If I am cooking, I let the fire settle into hot embers first rather than trying to cook over big, lively flames. It gives more control and far less smoke. When the evening winds down, the real safety test begins: putting the fire out completely.
Put it out completely before you walk away
This is the step people rush, and it is the one that matters most. The safest method is to drown the fire with water, stir the embers, add more water, and repeat until there is no heat left. Do it slowly so you do not throw ash into the air or miss hidden coals under the top layer. The ashes should be cold enough to touch with the back of your hand before you leave them.
- Pour water over the embers until the hissing stops.
- Stir the ashes and coals so water reaches everything underneath.
- Pour on more water and stir again.
- Check for warmth with the back of your hand near the surface.
- Repeat until the fire bed is completely cold.
Do not bury a still-warm fire with soil or pile stones over it. That can trap heat and keep the embers alive longer than you expect. Once the site is cold, the UK rules become just as important as the fire routine itself.
What UK campsites usually expect from you
British campsites tend to be practical rather than romantic about campfires, and that is a good thing. Many will allow them only in a dedicated ring, will ask you to keep them low, or will ban them during dry spells. Fire services across the UK also repeat the same camping advice for good reason: keep clear spacing between tents and vehicles, never use fuel-burning devices inside a tent, and make sure you know the site’s fire arrangements before dark.

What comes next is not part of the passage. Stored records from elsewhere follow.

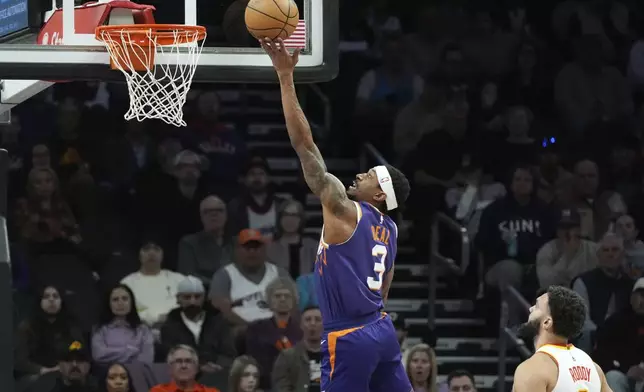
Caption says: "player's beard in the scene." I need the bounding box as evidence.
[517,320,541,342]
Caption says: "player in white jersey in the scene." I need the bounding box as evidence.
[513,286,612,392]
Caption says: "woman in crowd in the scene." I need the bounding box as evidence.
[14,286,85,379]
[92,284,154,364]
[105,363,130,392]
[405,343,438,392]
[16,167,81,245]
[228,355,261,392]
[268,200,318,279]
[246,277,302,389]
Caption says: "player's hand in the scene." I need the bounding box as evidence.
[259,38,301,76]
[626,365,644,381]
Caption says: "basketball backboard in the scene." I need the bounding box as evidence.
[0,0,338,111]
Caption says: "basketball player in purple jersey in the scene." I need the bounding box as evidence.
[261,39,412,392]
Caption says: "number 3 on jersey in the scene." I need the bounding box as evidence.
[367,244,387,291]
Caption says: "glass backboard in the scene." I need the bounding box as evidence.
[0,0,338,83]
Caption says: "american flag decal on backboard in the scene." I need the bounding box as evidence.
[284,19,306,48]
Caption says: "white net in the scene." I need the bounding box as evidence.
[100,28,205,127]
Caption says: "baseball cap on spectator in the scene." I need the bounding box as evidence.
[237,229,266,245]
[633,278,644,292]
[557,208,581,228]
[177,276,206,294]
[60,340,92,362]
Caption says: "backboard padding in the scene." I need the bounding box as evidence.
[0,0,339,83]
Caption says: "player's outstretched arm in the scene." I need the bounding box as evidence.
[595,364,613,392]
[260,39,355,215]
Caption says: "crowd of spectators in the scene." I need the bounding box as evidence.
[6,0,644,392]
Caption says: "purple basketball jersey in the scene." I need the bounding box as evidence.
[315,202,398,330]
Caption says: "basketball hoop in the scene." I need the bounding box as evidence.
[96,24,206,127]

For a family trip, that usually means a few simple habits:
- Keep tents and caravans spaced well apart and away from parked cars.
- Store lighters and matches out of reach of children.
- Use torches rather than candles inside or near tents.
- Check whether the site wants a fire bowl, a fixed ring, or no fire at all.
- Switch to a stove or a barbecue alternative if the ground is dry or the wind picks up.
The best campsite fire is the one that fits the site rules without creating work for the next person. That idea leads neatly to the habits I never skip, even on very simple trips.
The habits I never skip around campfires
Small routines make the biggest difference. I keep all my fire kit together in one bag so I am not searching for water, a lighter, or gloves once the sun drops. I also split or prepare wood earlier in the day, because rushing around after dusk is where people make shortcuts. If the site allows only a tiny fire, I treat that as a feature, not a compromise.
- Pack a bucket, a shovel, waterproof matches, and a backup lighter.
- Burn only clean wood; never plastic, foil, food waste, or treated timber.
- Leave enough time to extinguish the fire properly before bed.
- Do one final check at standing height and one lower down near the ashes.
- Choose a stove instead of a fire when the weather makes open flames awkward.
For me, that is the real answer: a campfire should add warmth, light, and a bit of atmosphere without taking control of the evening. Keep it small, keep it watched, and put it out until it is genuinely cold, and the fire becomes part of the trip rather than a risk you carry home.